MR. COADY: ... loans payments [sic] were made post-separation when the community was terminated by Mr. Maginnis and in connection with his claim for reimbursement we are stipulating to amounts paid by him.
And later in the proceedings,
MR. WOLFF: ... we will make the arguments regarding the reimbursements once we determine what the value
THE COURT: There is no stipulation concerning that [the reimbursements]. I understand.
MR. WOLFF: Right.
MR. COADY: Just the amount of money.
[Emphasis added].
Under LSA-C.C. art. 2365, reimbursement will only be allowed from this insolvent community if separate funds were used to satisfy community obligations for ordinary marital expenses or for the support, maintenance, and education of children of either spouse in keeping with the economic condition of the community. The loan payments made by Mr. Maginnis were as follows:
South Savings & Loan $ 8,863 mortgage loan on family residence Hibernia # 1 6,823 supplement income for everyday expenses Hibernia # 2 2,500 purchase of unimproved lot in Slidell and community obligations First National Bank of Commerce # 1 4,200 summer vacations First National Bank of Commerce # 2 2,500 purchase of family van _______ TOTAL.......................................$24,886[3]

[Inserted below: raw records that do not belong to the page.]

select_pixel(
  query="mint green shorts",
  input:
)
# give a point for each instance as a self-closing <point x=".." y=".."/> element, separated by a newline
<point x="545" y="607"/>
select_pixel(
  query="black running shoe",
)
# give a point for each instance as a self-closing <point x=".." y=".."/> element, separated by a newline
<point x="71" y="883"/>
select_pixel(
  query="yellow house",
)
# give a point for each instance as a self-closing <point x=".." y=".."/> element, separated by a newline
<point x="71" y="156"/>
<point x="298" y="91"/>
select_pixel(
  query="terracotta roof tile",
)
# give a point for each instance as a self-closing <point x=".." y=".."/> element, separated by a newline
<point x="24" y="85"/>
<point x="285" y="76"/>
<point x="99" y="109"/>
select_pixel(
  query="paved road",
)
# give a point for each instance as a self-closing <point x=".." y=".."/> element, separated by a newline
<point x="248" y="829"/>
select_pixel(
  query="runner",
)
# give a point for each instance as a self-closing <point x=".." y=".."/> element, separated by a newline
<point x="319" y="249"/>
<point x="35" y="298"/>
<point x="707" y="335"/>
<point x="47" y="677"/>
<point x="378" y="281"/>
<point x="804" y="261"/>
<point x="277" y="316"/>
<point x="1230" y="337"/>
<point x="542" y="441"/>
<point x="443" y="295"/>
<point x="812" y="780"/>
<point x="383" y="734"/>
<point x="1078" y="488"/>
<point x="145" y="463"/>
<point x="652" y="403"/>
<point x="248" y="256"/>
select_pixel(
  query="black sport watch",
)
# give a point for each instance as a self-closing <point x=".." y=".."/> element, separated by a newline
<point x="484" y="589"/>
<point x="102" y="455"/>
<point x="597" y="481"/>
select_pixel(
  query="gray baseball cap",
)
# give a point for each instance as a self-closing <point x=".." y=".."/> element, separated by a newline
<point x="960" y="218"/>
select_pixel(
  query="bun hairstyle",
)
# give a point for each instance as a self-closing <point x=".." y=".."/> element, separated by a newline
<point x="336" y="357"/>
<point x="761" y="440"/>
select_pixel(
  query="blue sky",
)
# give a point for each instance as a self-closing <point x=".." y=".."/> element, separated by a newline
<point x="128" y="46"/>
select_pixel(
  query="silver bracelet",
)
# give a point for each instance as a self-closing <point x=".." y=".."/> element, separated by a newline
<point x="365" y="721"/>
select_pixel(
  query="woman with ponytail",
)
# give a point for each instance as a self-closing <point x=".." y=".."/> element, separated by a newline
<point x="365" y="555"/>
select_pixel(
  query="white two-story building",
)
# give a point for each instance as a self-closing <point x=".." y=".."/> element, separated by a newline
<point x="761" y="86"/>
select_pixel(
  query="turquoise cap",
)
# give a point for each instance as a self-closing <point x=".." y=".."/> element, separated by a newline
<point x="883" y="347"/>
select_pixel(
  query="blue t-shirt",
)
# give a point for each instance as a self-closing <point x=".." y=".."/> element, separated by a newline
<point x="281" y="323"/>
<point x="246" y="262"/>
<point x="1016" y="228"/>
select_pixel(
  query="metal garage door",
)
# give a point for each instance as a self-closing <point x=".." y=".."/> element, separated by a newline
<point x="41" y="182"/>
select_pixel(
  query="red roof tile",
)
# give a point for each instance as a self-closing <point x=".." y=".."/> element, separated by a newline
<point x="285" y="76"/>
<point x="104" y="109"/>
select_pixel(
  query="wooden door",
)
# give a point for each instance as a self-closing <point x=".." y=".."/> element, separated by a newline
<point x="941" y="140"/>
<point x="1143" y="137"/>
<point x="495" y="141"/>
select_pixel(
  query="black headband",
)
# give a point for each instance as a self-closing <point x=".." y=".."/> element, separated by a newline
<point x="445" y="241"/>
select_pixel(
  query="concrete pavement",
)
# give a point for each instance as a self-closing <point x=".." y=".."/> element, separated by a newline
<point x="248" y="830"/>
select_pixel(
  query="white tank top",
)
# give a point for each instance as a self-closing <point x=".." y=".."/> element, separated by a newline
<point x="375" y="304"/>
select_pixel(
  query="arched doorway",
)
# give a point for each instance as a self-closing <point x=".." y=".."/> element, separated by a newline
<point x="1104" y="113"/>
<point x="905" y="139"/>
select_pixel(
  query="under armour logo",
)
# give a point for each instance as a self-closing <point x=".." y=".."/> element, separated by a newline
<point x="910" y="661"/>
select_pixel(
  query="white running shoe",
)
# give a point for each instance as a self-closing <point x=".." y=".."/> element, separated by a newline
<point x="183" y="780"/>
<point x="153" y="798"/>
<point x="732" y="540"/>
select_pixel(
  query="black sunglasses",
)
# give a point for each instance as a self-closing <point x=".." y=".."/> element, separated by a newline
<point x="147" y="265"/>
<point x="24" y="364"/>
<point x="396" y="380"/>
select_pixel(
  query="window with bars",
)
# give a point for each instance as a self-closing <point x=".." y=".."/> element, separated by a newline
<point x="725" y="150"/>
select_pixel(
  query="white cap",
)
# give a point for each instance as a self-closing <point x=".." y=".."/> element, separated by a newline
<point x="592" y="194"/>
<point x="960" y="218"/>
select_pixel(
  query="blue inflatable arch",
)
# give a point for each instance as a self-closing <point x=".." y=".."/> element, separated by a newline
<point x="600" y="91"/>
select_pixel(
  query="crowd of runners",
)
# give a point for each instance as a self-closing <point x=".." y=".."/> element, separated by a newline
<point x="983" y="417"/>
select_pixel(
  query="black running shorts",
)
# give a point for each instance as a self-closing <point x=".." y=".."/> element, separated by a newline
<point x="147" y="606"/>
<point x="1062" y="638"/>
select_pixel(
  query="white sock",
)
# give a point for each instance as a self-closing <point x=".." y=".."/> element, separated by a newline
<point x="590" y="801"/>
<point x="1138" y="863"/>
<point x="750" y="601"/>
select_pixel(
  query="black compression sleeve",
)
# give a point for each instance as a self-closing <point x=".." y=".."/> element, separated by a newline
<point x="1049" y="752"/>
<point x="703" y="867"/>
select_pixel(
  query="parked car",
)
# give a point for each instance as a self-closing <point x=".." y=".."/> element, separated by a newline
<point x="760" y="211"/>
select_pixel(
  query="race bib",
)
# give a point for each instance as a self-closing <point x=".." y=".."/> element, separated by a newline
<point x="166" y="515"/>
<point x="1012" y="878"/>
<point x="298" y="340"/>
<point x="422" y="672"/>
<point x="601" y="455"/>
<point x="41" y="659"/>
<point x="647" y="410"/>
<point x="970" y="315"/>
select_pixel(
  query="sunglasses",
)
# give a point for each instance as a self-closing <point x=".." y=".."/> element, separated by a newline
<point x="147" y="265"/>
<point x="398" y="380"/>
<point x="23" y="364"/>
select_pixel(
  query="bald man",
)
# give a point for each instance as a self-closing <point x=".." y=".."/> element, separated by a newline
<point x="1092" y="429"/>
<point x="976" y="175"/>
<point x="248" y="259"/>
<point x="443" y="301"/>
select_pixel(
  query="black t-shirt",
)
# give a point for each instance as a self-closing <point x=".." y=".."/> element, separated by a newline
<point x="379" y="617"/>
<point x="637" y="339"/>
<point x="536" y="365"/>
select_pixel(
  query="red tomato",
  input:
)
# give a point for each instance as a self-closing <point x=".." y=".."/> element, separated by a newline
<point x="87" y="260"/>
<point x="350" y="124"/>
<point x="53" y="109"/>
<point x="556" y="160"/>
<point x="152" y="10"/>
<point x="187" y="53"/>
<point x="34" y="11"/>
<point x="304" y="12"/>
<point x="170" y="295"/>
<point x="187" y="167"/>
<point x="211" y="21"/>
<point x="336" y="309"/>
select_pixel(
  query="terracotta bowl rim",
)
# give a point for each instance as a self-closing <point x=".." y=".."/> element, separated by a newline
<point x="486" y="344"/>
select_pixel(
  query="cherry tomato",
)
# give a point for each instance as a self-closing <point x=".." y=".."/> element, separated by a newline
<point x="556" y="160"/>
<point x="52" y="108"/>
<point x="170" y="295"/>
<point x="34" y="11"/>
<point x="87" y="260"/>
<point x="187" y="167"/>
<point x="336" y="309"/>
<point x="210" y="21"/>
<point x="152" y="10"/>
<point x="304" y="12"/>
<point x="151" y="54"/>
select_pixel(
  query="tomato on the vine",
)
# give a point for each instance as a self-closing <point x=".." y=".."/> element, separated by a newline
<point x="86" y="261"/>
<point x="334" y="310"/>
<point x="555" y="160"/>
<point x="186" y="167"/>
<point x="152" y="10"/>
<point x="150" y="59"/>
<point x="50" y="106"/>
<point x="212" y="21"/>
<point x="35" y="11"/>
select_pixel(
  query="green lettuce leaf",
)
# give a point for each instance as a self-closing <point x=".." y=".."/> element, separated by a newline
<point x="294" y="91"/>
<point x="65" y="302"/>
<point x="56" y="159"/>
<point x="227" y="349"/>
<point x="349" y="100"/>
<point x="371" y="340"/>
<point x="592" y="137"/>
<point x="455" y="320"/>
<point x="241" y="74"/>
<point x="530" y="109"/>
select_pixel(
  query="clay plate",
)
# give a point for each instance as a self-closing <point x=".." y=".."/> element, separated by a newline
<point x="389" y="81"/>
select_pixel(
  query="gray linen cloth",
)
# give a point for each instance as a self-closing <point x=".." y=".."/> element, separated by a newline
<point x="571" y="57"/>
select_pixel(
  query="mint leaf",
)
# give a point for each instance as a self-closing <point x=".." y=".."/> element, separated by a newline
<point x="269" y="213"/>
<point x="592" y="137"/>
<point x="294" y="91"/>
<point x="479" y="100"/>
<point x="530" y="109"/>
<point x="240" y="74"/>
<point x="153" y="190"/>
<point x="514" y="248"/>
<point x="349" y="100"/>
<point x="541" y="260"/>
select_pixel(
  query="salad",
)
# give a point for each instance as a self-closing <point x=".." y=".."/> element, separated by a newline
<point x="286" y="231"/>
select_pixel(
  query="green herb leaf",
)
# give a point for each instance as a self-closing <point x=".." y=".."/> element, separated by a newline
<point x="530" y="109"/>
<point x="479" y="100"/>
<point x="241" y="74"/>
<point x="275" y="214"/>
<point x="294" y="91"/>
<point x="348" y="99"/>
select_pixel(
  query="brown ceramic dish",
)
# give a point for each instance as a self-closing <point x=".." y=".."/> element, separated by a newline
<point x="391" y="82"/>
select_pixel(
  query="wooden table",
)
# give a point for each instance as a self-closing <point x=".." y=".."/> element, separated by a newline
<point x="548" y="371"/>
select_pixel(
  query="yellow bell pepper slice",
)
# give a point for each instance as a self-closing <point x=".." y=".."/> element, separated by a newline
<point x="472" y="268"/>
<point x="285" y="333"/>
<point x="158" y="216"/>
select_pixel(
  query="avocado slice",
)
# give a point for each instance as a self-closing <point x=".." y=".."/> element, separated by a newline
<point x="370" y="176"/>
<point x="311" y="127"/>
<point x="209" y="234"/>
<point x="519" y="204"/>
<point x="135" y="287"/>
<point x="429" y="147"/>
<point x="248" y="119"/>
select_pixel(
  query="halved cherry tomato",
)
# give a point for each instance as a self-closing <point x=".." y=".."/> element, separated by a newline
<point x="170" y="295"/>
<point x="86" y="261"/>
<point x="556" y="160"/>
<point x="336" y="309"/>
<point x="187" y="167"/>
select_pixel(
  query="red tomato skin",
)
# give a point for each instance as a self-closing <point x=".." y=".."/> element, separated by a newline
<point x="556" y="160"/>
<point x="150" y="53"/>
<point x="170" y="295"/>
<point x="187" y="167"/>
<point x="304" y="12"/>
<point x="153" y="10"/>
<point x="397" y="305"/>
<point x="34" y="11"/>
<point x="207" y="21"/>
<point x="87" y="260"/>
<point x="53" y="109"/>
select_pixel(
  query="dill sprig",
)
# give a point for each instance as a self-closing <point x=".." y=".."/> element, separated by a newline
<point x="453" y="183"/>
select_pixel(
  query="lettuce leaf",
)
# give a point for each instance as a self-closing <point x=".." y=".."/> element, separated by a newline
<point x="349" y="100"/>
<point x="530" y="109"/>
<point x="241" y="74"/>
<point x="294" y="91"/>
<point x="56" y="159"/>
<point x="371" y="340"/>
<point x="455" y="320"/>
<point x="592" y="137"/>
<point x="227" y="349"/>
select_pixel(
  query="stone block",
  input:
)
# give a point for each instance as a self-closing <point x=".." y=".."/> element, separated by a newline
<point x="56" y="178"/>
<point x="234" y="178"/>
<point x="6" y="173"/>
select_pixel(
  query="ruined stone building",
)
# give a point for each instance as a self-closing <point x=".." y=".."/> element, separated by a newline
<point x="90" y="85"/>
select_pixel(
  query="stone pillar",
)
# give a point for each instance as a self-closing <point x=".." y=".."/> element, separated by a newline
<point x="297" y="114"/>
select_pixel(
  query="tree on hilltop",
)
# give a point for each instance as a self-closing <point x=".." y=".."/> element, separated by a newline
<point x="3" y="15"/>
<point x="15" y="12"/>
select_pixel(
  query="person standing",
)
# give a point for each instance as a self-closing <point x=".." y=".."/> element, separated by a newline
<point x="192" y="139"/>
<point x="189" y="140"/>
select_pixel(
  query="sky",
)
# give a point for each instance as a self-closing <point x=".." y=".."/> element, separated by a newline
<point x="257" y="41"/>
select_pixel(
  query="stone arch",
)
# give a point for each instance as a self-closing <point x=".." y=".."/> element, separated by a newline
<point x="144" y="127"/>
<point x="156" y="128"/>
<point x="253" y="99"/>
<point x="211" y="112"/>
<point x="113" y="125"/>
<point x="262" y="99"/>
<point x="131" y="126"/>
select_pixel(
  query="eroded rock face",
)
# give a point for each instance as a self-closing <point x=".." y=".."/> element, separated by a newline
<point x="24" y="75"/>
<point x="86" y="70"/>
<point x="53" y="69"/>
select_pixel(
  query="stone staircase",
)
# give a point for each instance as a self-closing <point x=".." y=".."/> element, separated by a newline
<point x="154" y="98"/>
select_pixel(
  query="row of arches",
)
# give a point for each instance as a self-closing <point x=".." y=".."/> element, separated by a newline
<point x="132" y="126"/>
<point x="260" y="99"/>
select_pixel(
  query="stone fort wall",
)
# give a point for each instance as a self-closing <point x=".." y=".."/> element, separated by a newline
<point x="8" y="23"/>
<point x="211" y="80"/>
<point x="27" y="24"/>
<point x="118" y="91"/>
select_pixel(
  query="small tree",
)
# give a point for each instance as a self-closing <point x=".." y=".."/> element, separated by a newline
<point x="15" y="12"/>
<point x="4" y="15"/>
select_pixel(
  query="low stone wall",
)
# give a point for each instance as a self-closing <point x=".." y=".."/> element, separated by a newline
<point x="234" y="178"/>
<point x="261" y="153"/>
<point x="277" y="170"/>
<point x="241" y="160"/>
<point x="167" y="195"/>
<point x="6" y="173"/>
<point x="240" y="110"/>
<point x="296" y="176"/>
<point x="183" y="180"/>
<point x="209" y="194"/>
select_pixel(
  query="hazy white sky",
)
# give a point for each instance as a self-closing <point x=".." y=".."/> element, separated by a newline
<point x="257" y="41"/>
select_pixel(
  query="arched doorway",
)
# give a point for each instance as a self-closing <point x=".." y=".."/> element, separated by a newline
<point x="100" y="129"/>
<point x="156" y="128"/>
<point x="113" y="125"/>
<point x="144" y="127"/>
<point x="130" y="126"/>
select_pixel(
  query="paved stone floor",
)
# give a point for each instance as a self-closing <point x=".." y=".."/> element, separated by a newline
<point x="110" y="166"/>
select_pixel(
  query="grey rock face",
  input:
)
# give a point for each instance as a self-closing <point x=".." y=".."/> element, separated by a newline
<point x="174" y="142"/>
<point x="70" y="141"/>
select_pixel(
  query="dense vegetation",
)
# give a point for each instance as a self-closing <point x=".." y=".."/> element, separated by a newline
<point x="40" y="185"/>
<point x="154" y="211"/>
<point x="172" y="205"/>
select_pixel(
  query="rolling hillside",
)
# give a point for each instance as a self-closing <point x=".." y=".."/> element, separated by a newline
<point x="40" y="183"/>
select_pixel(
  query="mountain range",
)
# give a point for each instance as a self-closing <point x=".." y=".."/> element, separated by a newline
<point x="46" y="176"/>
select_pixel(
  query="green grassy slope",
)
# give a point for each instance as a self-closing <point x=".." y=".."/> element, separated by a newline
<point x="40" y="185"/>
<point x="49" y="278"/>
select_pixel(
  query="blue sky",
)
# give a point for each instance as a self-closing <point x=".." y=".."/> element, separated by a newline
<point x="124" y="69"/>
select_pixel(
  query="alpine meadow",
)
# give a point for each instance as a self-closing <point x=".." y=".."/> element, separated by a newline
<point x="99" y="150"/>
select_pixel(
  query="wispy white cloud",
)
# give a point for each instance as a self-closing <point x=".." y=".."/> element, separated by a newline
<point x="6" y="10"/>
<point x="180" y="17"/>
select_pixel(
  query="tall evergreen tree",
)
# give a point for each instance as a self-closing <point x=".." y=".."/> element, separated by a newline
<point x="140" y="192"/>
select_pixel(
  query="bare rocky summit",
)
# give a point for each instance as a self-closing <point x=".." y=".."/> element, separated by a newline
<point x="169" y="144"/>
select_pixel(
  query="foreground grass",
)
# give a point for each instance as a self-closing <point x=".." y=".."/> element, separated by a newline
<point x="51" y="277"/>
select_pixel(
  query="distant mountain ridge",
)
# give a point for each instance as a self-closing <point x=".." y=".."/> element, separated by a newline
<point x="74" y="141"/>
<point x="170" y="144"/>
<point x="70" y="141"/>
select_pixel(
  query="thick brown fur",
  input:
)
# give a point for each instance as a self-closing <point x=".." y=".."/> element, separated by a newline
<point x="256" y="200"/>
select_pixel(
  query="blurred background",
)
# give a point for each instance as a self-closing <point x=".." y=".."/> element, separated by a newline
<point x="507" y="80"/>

*712 From the uncontradicted testimony of Mr. Maginnis, payments to South Savings, Hibernia # 1, and First National # 1 and # 2 were for ordinary expenses of the marriage or for the children. The funds from the Hibernia # 2 loan were used for the purchase of an unimproved lot in Slidell ($50,000) and for community obligations ($13,500). Although it may be argued that a second, unimproved lot is not an ordinary expense of a marriage, there was no contradictory testimony. These claims should have been allowed.
For the foregoing reasons, the judgment of the trial court is reversed and judgment is rendered in favor of Mr. Maginnis to allow him reimbursement from Mrs. Maginnis in the amount of $16,884.80 for the payment of 1986 federal and state income taxes and in the amount of $12,443.00 for loan payments of community debts for the ordinary expenses of the marriage or for the children. In all other respects, the judgment is affirmed. Costs of this appeal are assessed evenly between the parties.
AFFIRMED IN PART; REVERSED IN PART AND RENDERED.
NOTES
[1] Article 2365 was amended by Acts 1990, No. 991, § 1, to clarify the method of calculation when one spouse is due reimbursement. The amendment did not change the law.
[2] We note the language of Williams v. Williams, 509 So.2d 77 (La.App. 1 Cir.1987) and deem it not to be controlling. The community in Williams was solvent. The statement at 509 So.2d at 80 is dicta.
[3] These figures were stipulated to by the parties in open court on February 10, 1989.